Cazuza me surpreendeu de forma extremamente
positiva: antes de assisti-lo, achava que sua vida já havia sido bastante explorada
nos últimos tempos e que um musical seria mais uma variação sobre o mesmo tema.
Mas estava enganado: o musical tem produção de nível Broadway, com grandes
atores e grandes cantores, além das ótimas canções esperadas. O roteiro,
inclusive, corrige injustiças históricas que o filme de 2004, dirigido por
Sandra Werneck e Walter Carvalho, havia cometido ao omitir os nomes de Ney
Matogrosso e Lobão da vida do maior poeta do rock brasileiro nos anos 80. Foi ali que comecei a entender os motivos de
tanto bafafá em torno dos musicais.
Peguei
gosto pelo formato, até então desconhecido por mim e pela maioria dos
brasileiros, e fui para São Paulo assistir Rita
Lee mora ao lado. Em cartaz no Teatro das Artes, o musical sobre a rainha
do rock brasileiro (e já que falamos em números, a quarta maior vendedora de
discos da história, com 55 milhões de cópias) dá um passo adiante de seus
predecessores ao inserir elementos de ficção em sua narrativa biográfica. Na
verdade, o musical parte de uma adaptação da biografia homônima de Henrique Bartsh, cujo lançamento pela Panda Books, em 2006, Rita só autorizaria
se “não fosse careta” porque “biografia é coisa de defunto”, nas palavras da
própria.
O autor não deixou por menos: subverteu os padrões do formato e criou a história paralela de Bárbara Farniente, “vizinha” de Rita desde criança, que observava pela janela a vida daquela ruivinha magrela na casa ao lado. A relação entre as duas protagonistas vai tomando ares parecidos com a dos personagens Mozart e Salieiri no filme Amadeus, de Milos Forman (1984), com a diferença que Rita não toma conhecimento da existência de Bárbara. Inevitável não lembrar do trecho dito por Salieri ao final do filme, clamando e absolvendo toda a mediocridade do mundo.

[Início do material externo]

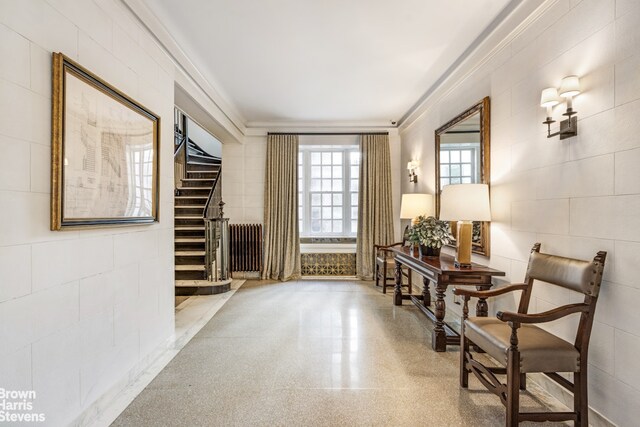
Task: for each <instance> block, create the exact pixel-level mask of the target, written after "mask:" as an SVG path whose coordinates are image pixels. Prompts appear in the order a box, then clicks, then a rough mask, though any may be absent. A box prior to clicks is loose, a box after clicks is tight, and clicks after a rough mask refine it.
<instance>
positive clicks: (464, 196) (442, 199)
mask: <svg viewBox="0 0 640 427" xmlns="http://www.w3.org/2000/svg"><path fill="white" fill-rule="evenodd" d="M440 219H441V220H443V221H491V208H490V207H489V186H488V185H487V184H453V185H447V186H445V187H444V188H443V189H442V194H441V195H440Z"/></svg>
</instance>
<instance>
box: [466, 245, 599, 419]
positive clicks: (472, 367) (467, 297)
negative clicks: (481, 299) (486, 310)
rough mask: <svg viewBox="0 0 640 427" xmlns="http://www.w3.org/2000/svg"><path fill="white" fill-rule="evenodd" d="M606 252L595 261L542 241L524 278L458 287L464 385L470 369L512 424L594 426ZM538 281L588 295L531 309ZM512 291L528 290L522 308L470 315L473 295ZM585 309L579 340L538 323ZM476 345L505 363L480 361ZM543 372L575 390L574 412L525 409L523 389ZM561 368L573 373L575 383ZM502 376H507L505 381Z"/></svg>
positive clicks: (524, 295)
mask: <svg viewBox="0 0 640 427" xmlns="http://www.w3.org/2000/svg"><path fill="white" fill-rule="evenodd" d="M606 256H607V253H606V252H598V254H597V255H596V256H595V258H594V259H593V261H591V262H590V261H582V260H576V259H572V258H564V257H559V256H554V255H548V254H542V253H540V244H539V243H536V244H535V245H534V246H533V249H532V250H531V256H530V258H529V265H528V267H527V273H526V276H525V280H524V283H522V284H515V285H510V286H506V287H503V288H498V289H494V290H489V291H473V290H466V289H454V293H455V294H456V295H460V296H461V297H462V298H463V300H464V305H463V322H462V331H461V334H460V350H461V351H460V386H461V387H463V388H466V387H467V386H468V380H469V372H473V373H474V374H475V375H476V377H478V379H479V380H480V382H481V383H482V384H483V385H484V386H485V387H487V389H489V391H491V392H492V393H494V394H496V395H497V396H498V397H500V400H501V401H502V403H503V404H504V405H505V406H506V426H517V425H518V423H519V422H520V421H537V422H542V421H566V420H573V421H574V425H576V426H583V427H587V426H588V425H589V405H588V398H587V356H588V351H589V337H590V335H591V326H592V324H593V316H594V311H595V308H596V302H597V301H598V291H599V290H600V283H601V281H602V271H603V268H604V262H605V258H606ZM534 280H541V281H543V282H546V283H544V284H543V283H538V284H536V286H538V285H539V286H548V285H547V284H548V283H550V284H552V285H556V286H561V287H563V288H565V289H569V290H571V291H574V292H579V293H581V294H583V295H584V301H583V302H581V303H577V304H568V305H564V306H561V307H558V308H555V309H553V310H549V311H546V312H544V313H537V314H527V309H528V306H529V300H530V299H531V291H532V288H533V282H534ZM512 291H522V294H521V296H520V304H519V307H518V312H517V313H513V312H498V313H497V317H496V318H487V317H485V318H482V317H468V313H469V308H468V302H469V299H470V298H471V297H494V296H497V295H502V294H506V293H508V292H512ZM575 313H580V322H579V326H578V329H577V333H576V339H575V341H574V343H569V342H567V341H564V340H563V339H561V338H559V337H557V336H555V335H553V334H551V333H549V332H547V331H545V330H544V329H541V328H539V327H538V326H535V325H536V324H539V323H545V322H550V321H553V320H557V319H560V318H562V317H565V316H568V315H570V314H575ZM470 344H475V345H476V346H477V347H479V348H480V349H482V350H484V351H485V352H487V353H488V354H489V355H490V356H491V357H493V358H494V359H495V360H497V361H498V363H499V364H500V365H502V366H498V367H491V366H485V365H483V364H482V363H480V362H479V361H477V360H475V359H474V358H473V356H472V354H471V351H470ZM531 372H540V373H544V374H545V375H547V376H548V377H549V378H551V379H552V380H554V381H556V382H557V383H558V384H560V385H561V386H562V387H564V388H566V389H568V390H569V391H571V392H573V412H520V410H519V398H520V390H525V389H526V374H527V373H531ZM558 372H572V373H573V382H571V381H569V380H567V379H565V378H564V377H562V376H561V375H559V374H558ZM496 375H506V376H507V378H506V383H504V384H503V383H501V382H500V381H499V380H498V378H497V377H496Z"/></svg>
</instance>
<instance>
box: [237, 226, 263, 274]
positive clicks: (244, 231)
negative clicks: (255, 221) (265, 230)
mask: <svg viewBox="0 0 640 427" xmlns="http://www.w3.org/2000/svg"><path fill="white" fill-rule="evenodd" d="M229 234H230V237H231V238H230V239H229V240H230V245H231V271H259V272H261V271H262V224H231V225H229Z"/></svg>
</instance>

O musical é bem menos amargo. A personagem fictícia Bárbara sempre se julgou medíocre e invejava todas as conquistas notáveis que Rita Lee teve ao longo da vida, vivendo continuamente à sombra da imagem idealizada de sua vizinha famosa. Porém, quando as duas finalmente se conhecem no camarim de um show, é Rita quem aponta o óbvio: "Ó, você é muito mais louca que eu, hein? Vai brilhar! Vamos trocar de papéis: é a minha vez de ser careta e ficar dentro de casa." Hoje, Rita é uma senhorinha de cabelo vermelho fogo e tênis AllStar, que largou todos os excessos e que gosta de observar a vida das pessoas nas novelas. De certa forma, o musical deixa em aberto a possibilidade da inveja ser mútua: em algum momento, também os famosos anseiam por uma vida tranquila, anônima e familiar.
Alguns dos
principais fatos da vida de Rita Lee estão presentes: a ascensão dos Mutantes,
o casamento com o guitarrista Roberto de Carvalho, a gravidez inesperada, a
prisão por porte ilegal de drogas, a morte da irmã. A atriz Mel Lisboa (que se
lançou anos atrás na minissérie “Presença de Anita”, na Rede Globo) está de
volta e encarna com perfeição o sotaque paulista, os trejeitos, a ironia e todo
o deboche da rainha do rock. Outro destaque inusitado é o ator Fabiano Augusto,
mais conhecido como garoto propaganda das Casas Bahia, no papel de ninguém mais,
ninguém menos que Ney Matogrosso (olha ele, de novo), inclusive emulando bem sua voz de contratenor.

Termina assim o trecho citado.